If $p=2.50$, then $a=200$ and if $p=5.00$, then $a=100$. If you double the price then sales are exactly halved.

If $a=300$, then $p=\frac{500}{300}\approx 1.67$. Formula: $p=\frac{500}{a}$.

If $p=0.01$, then $a=50000$ and if $p=100$, then $a=5$. Therefore $0.50\le p\le 5$.
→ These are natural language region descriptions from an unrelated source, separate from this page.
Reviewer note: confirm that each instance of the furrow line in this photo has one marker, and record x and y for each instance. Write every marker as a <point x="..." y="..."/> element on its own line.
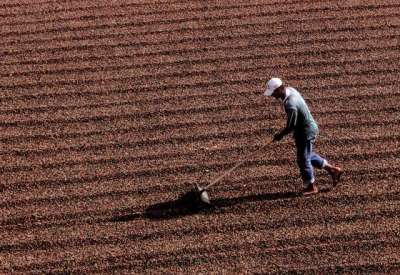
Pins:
<point x="188" y="73"/>
<point x="182" y="29"/>
<point x="181" y="40"/>
<point x="242" y="227"/>
<point x="174" y="125"/>
<point x="230" y="47"/>
<point x="164" y="87"/>
<point x="170" y="156"/>
<point x="94" y="8"/>
<point x="185" y="138"/>
<point x="162" y="12"/>
<point x="182" y="169"/>
<point x="166" y="100"/>
<point x="258" y="183"/>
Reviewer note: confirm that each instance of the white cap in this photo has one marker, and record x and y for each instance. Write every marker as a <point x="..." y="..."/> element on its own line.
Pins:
<point x="272" y="84"/>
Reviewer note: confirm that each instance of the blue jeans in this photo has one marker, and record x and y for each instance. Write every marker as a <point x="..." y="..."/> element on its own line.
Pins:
<point x="307" y="159"/>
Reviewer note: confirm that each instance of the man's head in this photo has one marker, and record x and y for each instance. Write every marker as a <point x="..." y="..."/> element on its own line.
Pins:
<point x="275" y="88"/>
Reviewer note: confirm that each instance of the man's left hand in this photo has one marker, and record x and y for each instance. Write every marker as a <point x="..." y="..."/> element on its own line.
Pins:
<point x="277" y="137"/>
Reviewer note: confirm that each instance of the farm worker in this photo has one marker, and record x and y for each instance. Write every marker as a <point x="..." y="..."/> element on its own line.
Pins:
<point x="305" y="130"/>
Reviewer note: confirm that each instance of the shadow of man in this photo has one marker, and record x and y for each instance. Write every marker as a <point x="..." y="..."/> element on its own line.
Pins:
<point x="186" y="205"/>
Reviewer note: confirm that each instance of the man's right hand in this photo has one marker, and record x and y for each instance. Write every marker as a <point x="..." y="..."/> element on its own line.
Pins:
<point x="277" y="137"/>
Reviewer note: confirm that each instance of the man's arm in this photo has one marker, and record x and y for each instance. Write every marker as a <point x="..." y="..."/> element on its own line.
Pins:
<point x="290" y="124"/>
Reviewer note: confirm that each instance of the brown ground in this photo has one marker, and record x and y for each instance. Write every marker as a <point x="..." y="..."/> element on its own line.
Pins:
<point x="110" y="111"/>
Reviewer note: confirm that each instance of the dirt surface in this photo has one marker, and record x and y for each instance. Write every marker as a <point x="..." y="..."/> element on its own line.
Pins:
<point x="111" y="110"/>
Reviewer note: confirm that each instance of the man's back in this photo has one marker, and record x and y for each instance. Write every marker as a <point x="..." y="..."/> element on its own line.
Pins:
<point x="304" y="125"/>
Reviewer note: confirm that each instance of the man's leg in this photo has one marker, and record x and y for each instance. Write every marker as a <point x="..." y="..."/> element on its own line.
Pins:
<point x="321" y="163"/>
<point x="304" y="153"/>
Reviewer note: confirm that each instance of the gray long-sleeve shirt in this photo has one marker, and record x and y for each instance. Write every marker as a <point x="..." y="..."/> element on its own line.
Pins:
<point x="299" y="118"/>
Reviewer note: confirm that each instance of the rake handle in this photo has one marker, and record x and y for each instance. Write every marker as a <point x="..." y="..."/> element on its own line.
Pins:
<point x="229" y="171"/>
$f\left(x\right)=3\cdot {(x-1)}^{\mathrm{-}\frac{1}{2}}+5$

First you shift the graph by $1$ in the $x$ -direction, then you multiply by $3$ in the $y$ -direction, and finally you shift the graph by $5$ in the $y$ -direction.

${\text{D}}_f=⟨1,\to ⟩$ and ${\text{B}}_f=⟨5,\to ⟩$

$\frac{3}{\sqrt{x-1}}+5=10$ gives: $\frac{3}{\sqrt{x-1}}=5$ and $\sqrt{x-1}=0.6$, so that $x=1.36$.
$f\left(x\right)\le 10$ if $x\ge 1.36$.

$f\left(x\right)=-5+2{(x-3)}^{\frac{1}{2}}$ and $g\left(x\right)=x^{\frac{1}{2}}$.
You first shift $3$ units in the $x$ -direction, then you multiply by $2$ along the $x$ -axis, and you finally shift $-5$ units in the $y$ -direction.
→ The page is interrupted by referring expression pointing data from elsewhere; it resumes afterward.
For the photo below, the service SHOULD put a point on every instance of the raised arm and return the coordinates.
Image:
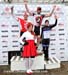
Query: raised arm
(53, 25)
(50, 14)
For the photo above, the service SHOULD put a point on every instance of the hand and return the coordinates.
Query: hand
(35, 44)
(54, 7)
(26, 43)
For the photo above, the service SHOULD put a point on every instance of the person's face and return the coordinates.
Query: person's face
(38, 11)
(25, 16)
(46, 23)
(30, 28)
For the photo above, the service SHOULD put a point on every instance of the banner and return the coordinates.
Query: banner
(10, 30)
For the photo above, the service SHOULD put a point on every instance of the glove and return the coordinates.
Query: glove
(26, 43)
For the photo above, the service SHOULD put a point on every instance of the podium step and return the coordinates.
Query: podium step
(18, 63)
(52, 63)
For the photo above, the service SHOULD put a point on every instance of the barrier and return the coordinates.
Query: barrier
(18, 63)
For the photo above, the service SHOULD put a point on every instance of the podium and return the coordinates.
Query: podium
(18, 63)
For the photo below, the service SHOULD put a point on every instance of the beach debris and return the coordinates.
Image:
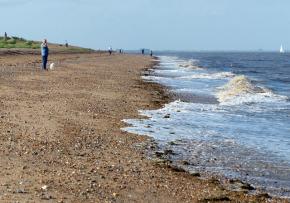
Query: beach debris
(215, 199)
(45, 187)
(20, 191)
(195, 174)
(168, 152)
(177, 168)
(239, 185)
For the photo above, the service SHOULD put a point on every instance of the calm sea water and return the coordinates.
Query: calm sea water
(231, 116)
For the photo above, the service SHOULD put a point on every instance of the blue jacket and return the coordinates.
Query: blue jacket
(44, 50)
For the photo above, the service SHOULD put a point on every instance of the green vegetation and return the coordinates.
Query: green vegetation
(17, 42)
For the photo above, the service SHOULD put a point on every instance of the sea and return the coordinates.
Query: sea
(230, 117)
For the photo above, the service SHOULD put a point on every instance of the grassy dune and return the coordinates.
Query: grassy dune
(21, 43)
(17, 42)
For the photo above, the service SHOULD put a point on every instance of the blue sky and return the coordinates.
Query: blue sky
(155, 24)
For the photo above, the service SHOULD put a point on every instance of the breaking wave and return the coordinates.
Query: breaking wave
(240, 90)
(214, 76)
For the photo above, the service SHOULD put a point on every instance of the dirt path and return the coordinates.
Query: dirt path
(61, 141)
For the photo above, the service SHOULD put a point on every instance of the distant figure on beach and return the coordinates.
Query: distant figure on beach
(44, 53)
(5, 36)
(110, 50)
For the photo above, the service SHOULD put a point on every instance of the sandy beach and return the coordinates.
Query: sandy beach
(61, 140)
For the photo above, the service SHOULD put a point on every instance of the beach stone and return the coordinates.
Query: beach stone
(159, 153)
(167, 116)
(168, 152)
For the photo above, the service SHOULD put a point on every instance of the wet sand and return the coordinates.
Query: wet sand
(61, 141)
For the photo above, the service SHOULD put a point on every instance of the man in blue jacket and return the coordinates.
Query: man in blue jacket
(44, 53)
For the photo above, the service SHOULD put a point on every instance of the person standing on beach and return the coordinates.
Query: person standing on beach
(44, 53)
(110, 50)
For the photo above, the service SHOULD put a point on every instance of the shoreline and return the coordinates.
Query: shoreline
(161, 156)
(61, 139)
${\text{D}}_f=[3,\to ⟩$ and ${\text{B}}_f=[-5,\to ⟩$
${\text{D}}_g=[0,\to ⟩$ and ${\text{B}}_g=[0,\to ⟩$

$-5+2{(x-3)}^{\frac{1}{2}}=100$ gives ${(x-3)}^{\frac{1}{2}}=52.5$ and therefore $x=2759.25$.
$f\left(x\right)\ge 100$ for $x\ge 2759.25$.

$f\left(x\right)=110{(x-10)}^{-2}+25$ is derived from $y=x^{-2}$ by: shifting $10$ units in the $x$ -direction, multiplying by $100$ with respect to the $x$ -axis and shifting $25$ units in the $y$ -direction.

$x=10$ and $y=25$

${\text{D}}_f=⟨\leftarrow ,10⟩\cup ⟨10,\to ⟩$ and ${\text{B}}_f=⟨25,\to ⟩$

$f\left(x\right)=50$ gives you ${(x-10)}^2=4$ and $x=8\vee x=12$.
$f\left(x\right)\le 50$ for $x\le 8\vee x\ge 12$.

When $c$ is an even whole number.

If the value of $a$ is positive (minimum) or negative (maximum).

$b$ and $d$ indicate the shifts with respect to the basic function. The coordinates of the vertex are $(b,d)$.